You answered well. I would just explain as many times as possible that her father’s salvation doesn’t rest on her prayers or behaviour.
Hold on to the sovereignty of God rest in it. Pray more than you can, live spirit filled lives showing Jesus to him.(this should not be the prime-reason for living a Christ centred life.)
Never get or give the impression that either of you are responsible for his conversion to Christ.
No one is responsible for another’s salvation.
Sorry but I just have to put this in the comments... I feel in my heart that Zippy is a fool in the proverbial sense of the word... as you were...
I think what Zippy was trying to say is that the post is so good that it has made him/her dumb in the sense of mute before the awe-inspiring truth of God's Word, and that the truths presented here are so unbound by time that no matter what year they were written they would hold true.
Amen?
I'm sure you've heard of the husband who started to display his leadership around the house, fueled by Eph 5:22.
He didn't see his wife for two weeks.
By the end of the second week, he could sort of see her out of his left eye.
Live there, husband repented.
I got mad and mean, husband stood fast.
I got madder.
Husband stood firm in love.
I relented and repented.
Waded through the learning process.
Felt peace and enamored.
Still visit on occasion.
Control loses its glitter quickly and Abdication feels more like work than rest.
We repent.
Am I a wife that follows? Yes.
Do I always like it? Nope
Do I feel protected and loved? Absolutely.
Great post.
Ouch...Convicted!
This post was a "woodshed" moment. I needed it too.
Thank you
"1. How does a wife teach a husband to lead?"

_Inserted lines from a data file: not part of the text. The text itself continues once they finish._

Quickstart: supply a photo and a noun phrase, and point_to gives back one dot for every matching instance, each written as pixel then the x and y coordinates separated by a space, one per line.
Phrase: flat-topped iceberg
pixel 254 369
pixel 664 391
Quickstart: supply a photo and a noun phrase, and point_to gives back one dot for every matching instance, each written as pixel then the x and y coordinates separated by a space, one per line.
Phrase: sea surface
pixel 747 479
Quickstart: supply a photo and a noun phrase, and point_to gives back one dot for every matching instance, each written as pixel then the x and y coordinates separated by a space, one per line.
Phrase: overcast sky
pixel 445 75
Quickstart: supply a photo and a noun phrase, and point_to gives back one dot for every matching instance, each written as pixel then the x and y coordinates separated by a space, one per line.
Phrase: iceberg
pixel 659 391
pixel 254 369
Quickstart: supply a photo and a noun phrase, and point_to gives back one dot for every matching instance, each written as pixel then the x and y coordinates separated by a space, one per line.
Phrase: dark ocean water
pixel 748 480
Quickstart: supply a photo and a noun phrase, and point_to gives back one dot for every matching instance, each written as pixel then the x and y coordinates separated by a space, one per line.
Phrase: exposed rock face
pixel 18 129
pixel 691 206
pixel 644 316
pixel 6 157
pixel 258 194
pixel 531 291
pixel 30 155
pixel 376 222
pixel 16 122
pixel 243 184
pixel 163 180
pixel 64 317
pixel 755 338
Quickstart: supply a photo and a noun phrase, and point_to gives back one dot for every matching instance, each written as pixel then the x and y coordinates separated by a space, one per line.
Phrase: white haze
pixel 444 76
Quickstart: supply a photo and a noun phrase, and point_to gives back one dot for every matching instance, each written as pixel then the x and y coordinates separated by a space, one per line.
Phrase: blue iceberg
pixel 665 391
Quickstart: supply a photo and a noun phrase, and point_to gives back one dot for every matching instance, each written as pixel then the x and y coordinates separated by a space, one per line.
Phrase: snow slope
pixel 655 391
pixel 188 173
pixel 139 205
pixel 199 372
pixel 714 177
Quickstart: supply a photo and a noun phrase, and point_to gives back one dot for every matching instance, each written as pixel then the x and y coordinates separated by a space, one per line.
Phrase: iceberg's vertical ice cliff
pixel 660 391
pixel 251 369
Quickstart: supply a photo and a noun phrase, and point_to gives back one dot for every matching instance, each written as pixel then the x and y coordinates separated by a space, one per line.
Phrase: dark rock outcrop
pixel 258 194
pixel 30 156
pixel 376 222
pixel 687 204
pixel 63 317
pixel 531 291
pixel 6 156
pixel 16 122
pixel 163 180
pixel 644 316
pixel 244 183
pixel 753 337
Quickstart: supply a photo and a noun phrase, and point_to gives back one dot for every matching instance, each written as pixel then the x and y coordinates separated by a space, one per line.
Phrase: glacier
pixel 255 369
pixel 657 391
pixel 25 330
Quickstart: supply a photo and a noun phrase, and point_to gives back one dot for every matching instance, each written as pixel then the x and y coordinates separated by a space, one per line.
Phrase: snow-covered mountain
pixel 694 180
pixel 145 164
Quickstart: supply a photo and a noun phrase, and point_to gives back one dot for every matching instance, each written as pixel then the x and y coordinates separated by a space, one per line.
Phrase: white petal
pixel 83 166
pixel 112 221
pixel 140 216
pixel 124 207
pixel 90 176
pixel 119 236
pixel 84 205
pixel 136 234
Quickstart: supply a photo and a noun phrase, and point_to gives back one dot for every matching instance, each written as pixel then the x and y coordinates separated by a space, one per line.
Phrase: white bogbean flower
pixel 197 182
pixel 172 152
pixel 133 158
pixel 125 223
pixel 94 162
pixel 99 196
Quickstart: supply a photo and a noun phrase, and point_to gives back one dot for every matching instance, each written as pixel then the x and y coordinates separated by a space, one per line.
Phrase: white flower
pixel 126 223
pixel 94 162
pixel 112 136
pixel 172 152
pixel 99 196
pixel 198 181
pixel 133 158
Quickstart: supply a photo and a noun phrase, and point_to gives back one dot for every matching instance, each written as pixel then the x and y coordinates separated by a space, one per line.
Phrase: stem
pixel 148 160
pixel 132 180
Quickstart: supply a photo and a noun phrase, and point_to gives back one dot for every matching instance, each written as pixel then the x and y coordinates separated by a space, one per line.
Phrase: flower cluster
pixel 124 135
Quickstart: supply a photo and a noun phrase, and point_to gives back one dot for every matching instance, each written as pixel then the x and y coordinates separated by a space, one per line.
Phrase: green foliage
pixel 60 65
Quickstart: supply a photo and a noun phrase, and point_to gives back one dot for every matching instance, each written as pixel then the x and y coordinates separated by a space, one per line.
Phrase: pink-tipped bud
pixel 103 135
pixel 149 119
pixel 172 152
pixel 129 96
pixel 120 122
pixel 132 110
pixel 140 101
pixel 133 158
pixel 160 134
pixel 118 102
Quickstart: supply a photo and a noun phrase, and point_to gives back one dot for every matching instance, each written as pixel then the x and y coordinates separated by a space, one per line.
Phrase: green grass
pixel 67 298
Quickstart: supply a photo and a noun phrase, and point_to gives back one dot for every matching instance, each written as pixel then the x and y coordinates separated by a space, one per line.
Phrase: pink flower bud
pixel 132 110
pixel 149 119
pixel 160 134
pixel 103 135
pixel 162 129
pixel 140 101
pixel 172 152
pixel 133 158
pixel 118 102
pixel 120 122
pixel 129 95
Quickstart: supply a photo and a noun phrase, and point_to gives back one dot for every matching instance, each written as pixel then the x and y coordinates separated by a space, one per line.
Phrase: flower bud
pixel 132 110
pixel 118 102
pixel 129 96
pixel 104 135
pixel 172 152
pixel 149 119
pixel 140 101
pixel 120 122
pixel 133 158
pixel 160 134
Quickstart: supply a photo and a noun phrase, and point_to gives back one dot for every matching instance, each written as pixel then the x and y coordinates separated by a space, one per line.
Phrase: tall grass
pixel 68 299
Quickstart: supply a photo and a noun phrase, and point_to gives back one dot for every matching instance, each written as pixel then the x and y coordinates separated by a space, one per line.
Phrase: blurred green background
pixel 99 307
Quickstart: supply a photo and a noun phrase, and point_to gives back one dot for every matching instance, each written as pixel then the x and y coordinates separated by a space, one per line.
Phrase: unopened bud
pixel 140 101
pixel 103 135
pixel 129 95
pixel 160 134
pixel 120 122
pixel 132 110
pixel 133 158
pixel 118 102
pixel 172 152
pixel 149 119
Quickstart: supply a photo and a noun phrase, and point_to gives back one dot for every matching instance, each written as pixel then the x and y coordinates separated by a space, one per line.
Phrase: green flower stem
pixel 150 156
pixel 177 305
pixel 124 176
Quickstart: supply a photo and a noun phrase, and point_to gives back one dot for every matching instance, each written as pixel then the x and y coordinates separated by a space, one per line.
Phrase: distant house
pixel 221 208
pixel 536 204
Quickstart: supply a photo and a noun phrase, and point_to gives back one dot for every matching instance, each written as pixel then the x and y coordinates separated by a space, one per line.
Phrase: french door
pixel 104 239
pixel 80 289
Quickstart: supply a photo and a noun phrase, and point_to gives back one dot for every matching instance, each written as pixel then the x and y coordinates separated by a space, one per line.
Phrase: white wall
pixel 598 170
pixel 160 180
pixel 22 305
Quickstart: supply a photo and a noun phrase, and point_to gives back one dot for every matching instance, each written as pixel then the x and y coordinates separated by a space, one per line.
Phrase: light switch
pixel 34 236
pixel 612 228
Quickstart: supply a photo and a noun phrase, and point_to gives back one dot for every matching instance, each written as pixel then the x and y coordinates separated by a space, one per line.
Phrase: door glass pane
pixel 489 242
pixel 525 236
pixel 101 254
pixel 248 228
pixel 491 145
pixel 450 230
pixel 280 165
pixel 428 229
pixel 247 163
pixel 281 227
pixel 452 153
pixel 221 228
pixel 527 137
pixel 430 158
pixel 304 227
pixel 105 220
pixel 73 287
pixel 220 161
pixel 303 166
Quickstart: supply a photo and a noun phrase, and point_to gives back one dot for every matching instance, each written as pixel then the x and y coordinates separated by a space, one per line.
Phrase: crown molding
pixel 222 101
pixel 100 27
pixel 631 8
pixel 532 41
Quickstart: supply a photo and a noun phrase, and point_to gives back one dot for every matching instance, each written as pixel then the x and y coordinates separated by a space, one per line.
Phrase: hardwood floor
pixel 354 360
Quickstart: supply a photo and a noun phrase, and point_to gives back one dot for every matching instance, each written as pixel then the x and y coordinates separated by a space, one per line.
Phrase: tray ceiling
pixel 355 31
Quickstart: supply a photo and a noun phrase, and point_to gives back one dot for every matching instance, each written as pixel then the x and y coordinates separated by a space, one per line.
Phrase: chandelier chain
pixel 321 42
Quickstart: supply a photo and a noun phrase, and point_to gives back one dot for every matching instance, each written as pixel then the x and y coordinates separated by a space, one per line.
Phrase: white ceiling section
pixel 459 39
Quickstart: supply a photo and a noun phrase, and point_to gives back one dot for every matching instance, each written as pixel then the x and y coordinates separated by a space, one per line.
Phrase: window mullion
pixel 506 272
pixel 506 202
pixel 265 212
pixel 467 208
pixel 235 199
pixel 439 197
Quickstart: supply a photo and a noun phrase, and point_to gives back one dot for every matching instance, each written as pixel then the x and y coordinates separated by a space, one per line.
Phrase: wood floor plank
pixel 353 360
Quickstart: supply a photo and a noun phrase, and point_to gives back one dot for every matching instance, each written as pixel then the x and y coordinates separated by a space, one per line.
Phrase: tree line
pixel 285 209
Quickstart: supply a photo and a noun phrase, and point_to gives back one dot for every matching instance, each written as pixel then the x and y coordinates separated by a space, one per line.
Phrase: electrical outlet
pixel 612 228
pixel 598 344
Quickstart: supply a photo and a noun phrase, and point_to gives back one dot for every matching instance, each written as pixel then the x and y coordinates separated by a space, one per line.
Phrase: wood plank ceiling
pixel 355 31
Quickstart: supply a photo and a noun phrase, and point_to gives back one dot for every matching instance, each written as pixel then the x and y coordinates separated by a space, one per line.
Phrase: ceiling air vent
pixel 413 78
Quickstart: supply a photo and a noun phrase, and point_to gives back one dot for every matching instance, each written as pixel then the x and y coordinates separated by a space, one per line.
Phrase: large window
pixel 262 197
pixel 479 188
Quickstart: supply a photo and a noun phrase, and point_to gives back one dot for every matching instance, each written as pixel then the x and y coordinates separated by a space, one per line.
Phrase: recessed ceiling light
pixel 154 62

Good question. Maybe some clue would be provided by thinking about,
"2. How does a wife teach a son to lead?"
I think it's easier for wives to think about the second question, tho of course some hate sons who grow up just as much as husbands who do.
And, this prompts me to now think about:
"3. How do I teach my children to submit?"
That's a lot easier question than
"4. How does a husband teach a wife how to submit?"
(search teh commetns above for the one with "left eye" in it)
"Remember, too: "leading" does not mean "doing what you want him to do without your having to tell him.""
You know, lots of us middle-aged gals need to hear this again and again, as we were raised with an entirely different understanding of what it means to follow our husbands.
I am so thankful to have a husband who has helped me understand that the safest place for me is the place God carved out for me.....in cheerful obedience to the head of my house. But.....I had to learn it. It did not come easily at first!
Thanks so much
Missy
Sometimes this issue has many layers to it; who knows which part "started" the problem? I've seen men who condescendingly lead their wife in "family devotions," treating her with disrespect by talking down to her when she has at least as much biblical knowledge as he does. When she bristles at the disrespect, his pride is offended, so he just gives up "leading" at all. Ultimately, all of this comes down to respect. If I love my husband as I should, I will agree or disagree with him respectfully, not complainingly. If a husband loves his wife as he should, he will listen to her "complaints" with respect. I think a lot of these problems aren't truly about men not liking to lead or women liking to complain. I think they're about two people who do not feel each other's respect, so they resort to these behaviors instead.
Barbara: "...I was humbled beyond words to learn that my children had sat up all night tearfully praying to God for my soul. "
I'm in tears over this. My wife is the ministry coordinator for our local chapter of CEF and she has accounts of kids who come to Christ as a result of the ministry who are now praying their parents into the Kingdom.
As for my wife...
I thank God every day for her. God has raised her up as a great administrator and I'm so grateful for what He has done and is doing through her. I was a Sergeant in the Marine Corps, but I don't have the right charisma to be identified as a great leader, so I don't identify as one.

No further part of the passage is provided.